Grammy-winning French electronic music duo Justice have accused Justin Bieber of illegally infringing on a trademark with the cover design of his new album, Justice, released on Friday.
The duo’s logo is their name with the letter T designed as a crucifix, a design trope that Bieber uses for his album cover. Bieber’s new merchandise also features a contested crucifix design.
A letter from Justice’s legal team to Bieber, reported by Rolling Stone, reads: “Your use of the Mark is illegal. You have not received permission from Justice to utilise the Mark. Moreover, Bieber’s work is in no way affiliated with, supported by, or sponsored by Justice. Such use of the Mark is not only illegal, but likely to deceive and confuse consumers.” They have instructed Bieber to cease using the design.
Justice’s manager, Tyler Goldberg, said: “The Justice guys received a ton of messages, not only compelled to point out the similarities between the Justice Justin Bieber album, but confused, [wondering]: ‘Is this a Justice collaboration?’”
Justice’s lawyers have warned of “immediate legal action and damages including, but not limited to, punitive and injustice relief”.
Bieber management team have argued that the design does not infringe the Justice crucifix trademark.

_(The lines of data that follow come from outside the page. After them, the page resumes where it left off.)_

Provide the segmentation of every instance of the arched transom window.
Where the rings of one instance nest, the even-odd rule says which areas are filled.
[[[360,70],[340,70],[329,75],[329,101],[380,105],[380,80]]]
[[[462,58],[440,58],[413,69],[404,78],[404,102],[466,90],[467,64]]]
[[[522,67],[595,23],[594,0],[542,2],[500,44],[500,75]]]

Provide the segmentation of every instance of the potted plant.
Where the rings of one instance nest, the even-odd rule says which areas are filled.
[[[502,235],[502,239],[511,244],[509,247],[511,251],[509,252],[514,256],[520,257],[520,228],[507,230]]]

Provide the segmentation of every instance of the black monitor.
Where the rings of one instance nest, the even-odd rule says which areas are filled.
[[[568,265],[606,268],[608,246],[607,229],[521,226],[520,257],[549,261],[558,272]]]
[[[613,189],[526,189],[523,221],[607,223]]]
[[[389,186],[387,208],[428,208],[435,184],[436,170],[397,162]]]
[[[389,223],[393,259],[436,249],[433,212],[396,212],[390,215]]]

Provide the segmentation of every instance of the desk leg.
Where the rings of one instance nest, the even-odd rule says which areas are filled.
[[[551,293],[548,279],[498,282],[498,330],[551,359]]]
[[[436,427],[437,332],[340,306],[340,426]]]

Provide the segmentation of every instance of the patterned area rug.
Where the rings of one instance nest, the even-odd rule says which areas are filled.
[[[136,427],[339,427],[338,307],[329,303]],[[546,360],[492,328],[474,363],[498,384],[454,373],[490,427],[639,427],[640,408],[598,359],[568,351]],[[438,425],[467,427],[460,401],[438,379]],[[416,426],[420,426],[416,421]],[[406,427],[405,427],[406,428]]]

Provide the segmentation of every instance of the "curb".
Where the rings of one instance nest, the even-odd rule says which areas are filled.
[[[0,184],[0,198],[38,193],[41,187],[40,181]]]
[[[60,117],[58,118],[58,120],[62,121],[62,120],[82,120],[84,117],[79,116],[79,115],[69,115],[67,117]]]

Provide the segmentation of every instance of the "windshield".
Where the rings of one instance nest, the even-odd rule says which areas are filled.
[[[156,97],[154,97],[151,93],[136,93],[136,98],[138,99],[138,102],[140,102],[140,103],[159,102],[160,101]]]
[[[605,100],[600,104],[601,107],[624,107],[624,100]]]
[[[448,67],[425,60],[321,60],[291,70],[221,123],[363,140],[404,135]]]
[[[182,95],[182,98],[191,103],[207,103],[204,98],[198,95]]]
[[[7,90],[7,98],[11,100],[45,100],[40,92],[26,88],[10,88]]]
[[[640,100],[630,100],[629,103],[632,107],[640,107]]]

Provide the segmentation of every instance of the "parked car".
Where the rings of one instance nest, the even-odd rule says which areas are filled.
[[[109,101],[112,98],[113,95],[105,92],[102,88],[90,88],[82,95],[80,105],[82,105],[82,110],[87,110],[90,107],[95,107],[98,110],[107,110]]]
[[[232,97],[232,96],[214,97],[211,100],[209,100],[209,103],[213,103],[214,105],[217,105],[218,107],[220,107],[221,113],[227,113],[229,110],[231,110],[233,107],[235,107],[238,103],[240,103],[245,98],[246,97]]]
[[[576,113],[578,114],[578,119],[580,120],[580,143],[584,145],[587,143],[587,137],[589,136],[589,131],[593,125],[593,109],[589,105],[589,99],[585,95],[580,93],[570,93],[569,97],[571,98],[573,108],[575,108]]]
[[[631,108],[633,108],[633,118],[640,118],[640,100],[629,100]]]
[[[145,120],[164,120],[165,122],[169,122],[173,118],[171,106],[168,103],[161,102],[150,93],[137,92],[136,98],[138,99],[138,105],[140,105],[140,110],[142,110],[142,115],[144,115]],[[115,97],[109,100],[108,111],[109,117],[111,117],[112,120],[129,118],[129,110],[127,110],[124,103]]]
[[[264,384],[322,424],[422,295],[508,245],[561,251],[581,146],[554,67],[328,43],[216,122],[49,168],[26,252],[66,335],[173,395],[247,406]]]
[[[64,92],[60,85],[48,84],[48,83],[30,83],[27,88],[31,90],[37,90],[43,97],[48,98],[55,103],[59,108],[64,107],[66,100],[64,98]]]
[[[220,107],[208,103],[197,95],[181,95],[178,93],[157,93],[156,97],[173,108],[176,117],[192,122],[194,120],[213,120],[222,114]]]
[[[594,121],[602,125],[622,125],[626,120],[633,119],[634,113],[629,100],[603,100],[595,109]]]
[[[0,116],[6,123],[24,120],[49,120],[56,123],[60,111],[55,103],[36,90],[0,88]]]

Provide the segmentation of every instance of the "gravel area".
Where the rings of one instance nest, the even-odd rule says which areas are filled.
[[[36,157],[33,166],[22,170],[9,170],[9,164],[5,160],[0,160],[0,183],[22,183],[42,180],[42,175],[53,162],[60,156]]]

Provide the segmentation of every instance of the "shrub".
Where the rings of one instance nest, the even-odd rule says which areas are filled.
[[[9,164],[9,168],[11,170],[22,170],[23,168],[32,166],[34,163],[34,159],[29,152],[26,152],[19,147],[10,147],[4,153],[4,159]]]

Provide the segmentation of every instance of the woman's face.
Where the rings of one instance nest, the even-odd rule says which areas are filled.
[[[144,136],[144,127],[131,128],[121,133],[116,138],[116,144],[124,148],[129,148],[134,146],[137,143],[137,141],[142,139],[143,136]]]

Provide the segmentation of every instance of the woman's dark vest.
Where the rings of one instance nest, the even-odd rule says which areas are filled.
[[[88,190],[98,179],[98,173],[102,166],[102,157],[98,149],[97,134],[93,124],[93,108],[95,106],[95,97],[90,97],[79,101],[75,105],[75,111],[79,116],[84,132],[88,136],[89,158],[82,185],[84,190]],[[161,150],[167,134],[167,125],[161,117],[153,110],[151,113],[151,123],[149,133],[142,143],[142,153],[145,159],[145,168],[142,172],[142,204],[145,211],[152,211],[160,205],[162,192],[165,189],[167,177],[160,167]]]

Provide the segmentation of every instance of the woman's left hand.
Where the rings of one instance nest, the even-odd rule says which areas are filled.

The French group claim that Bieber’s management contacted them in April 2020, asking: “We’re trying to track down the designer who did the below logo for Justice. Was hoping you could help point me in the right direction,” but later ceased communication with Justice.
Known for their punkish, playful take on electronic dance music, Justice came to prominence in 2003 and have released three studio albums, two live albums and the reworkings compilation Woman Worldwide. The latter won a Grammy for best dance/electronic album in 2019.
Bieber, whose crucifix design reflects his embrace of Christianity in recent years, is likely to be hoping Justice will be another chart-topping record. His previous five studio albums have all reached No 1 in the UK and US.